個人向け国債・固定5年を「金利1.66%」で100万円購入すると、半年後にもらえる利息はいくら?
個人向け国債・固定5年(金利1.66%/年)を100万円購入した場合の6カ月後の利息を計算してみましょう。【半年後にもらえる利息】
・100万円×1.66%×1/2(半年間であるため)=8300円
実際は、受け取った利息から、税率20.315%分の「1686円」が差し引かれます。税率の内訳は、「所得税および復興特別所得税15.315%と住民税5%」です。
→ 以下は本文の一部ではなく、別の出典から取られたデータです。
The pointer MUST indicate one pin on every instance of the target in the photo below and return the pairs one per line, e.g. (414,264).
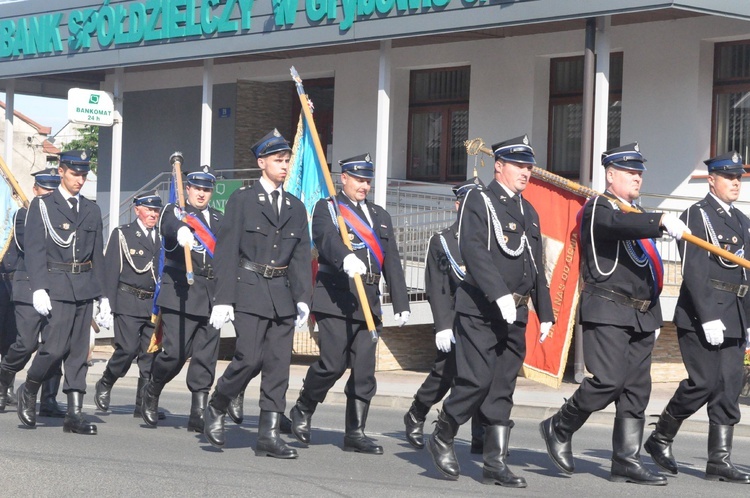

そのため、個人向け国債・固定5年を100万円購入すると、半年後にもらえる税引き後の利息は「8300円-1686円=6614円」となります。
参照:固定5年「第179回債」 財務省
個人向け国債「固定5年」は投資初心者にとって安心な商品
「投資に興味はあるけれど、大きなリスクは避けたい」という方にとって、日本政府が発行する個人向け国債は、最初の一歩にふさわしい選択肢といえます。2026年2月募集分の固定5年は、金利が「年1.66%」と高く設定されています。固定5年は、購入時に決まった金利が満期まで変わらず適用されますので、将来もし市場金利が下がったとしても、高い金利のまま安定して運用を続けられるのが大きな魅力といえます。ここでは、金利以外の注目すべき特長を3つご紹介します。
●初心者でも安心の「安全性」と「手軽さ」
個人向け国債は、国が元本と利息の支払いを保証しているため、元本割れの心配が低いです。最低金利も「年0.05%」が確保されています。
また、1万円からという少額で始められるため、まとまった資金がなくても無理なくスタートできます。
●1万円単位で中途換金(解約)が可能
「5年たつまでお金を引き出せないのでは?」という心配も不要です。個人向け国債は、購入から1年が経過すれば、1万円単位で中途換金(解約)が可能だからです。
ただし、中途換金の際は、「直前2回分の各利子(税引前)相当額×0.79685」が差し引かれる点には注意しましょう。中途換金を申請した後は、通常であれば3営業日ほどで払い戻しが完了となり、急な出費にもスムーズに対応できます。
例外として、災害救助法の適用対象となった大規模な自然災害により被害を受けられた場合、または保有者本人が亡くなられた場合は、「中途換金の特例」に該当するため、1年を待たずに換金できます。
参照:個人向け国債の中途換金についてのよくある質問 財務省
●「使う時期が決まった資金」を守るための置き場所
5年という運用期間は、中長期的なライフイベントを控えている方にとって、使い勝手のよい長さです。以下のような「将来使うことが決まっているお金」を、減らさずに守り抜きたい場合に適しています。
例えば、
・5年後の教育資金:高校や大学への進学など、決まった時期に必要となる学費の準備
・退職金の安定運用:まとまった老後資金を、リスクを避けながら安全な場所に分けておく
・リフォームや修繕費用:将来確実に発生する住宅の維持費を、生活費と区別して確保する
ライフイベントに向けて「いつ、いくら使うか」が見えているお金は、何よりも確実性が求められます。
市場の変動に一喜一憂することなく、満期まで決まった金利で着実に「守りきる」ことができる「固定5年」は、大切な予定を支える資金の預け先として適しているといえます。
2026年2月時点では全国880カ所の金融機関で購入可能という、手軽さも魅力の1つです。どこで買えるか詳しく知りたい方は、財務省のホームページで確認しましょう。
・全ての取扱金融機関一覧 財務省
まとめ
個人向け国債(固定5年)は、「元本保証」「少額から購入可能」「購入時の金利が満期まで固定される」といった特長があり、資産を守りたい方に合った商品です。新年度に向けた家計計画を立て始める2月。将来のイベントや目標にあわせて、無理のない範囲で検討してみるのもよいのではないでしょうか。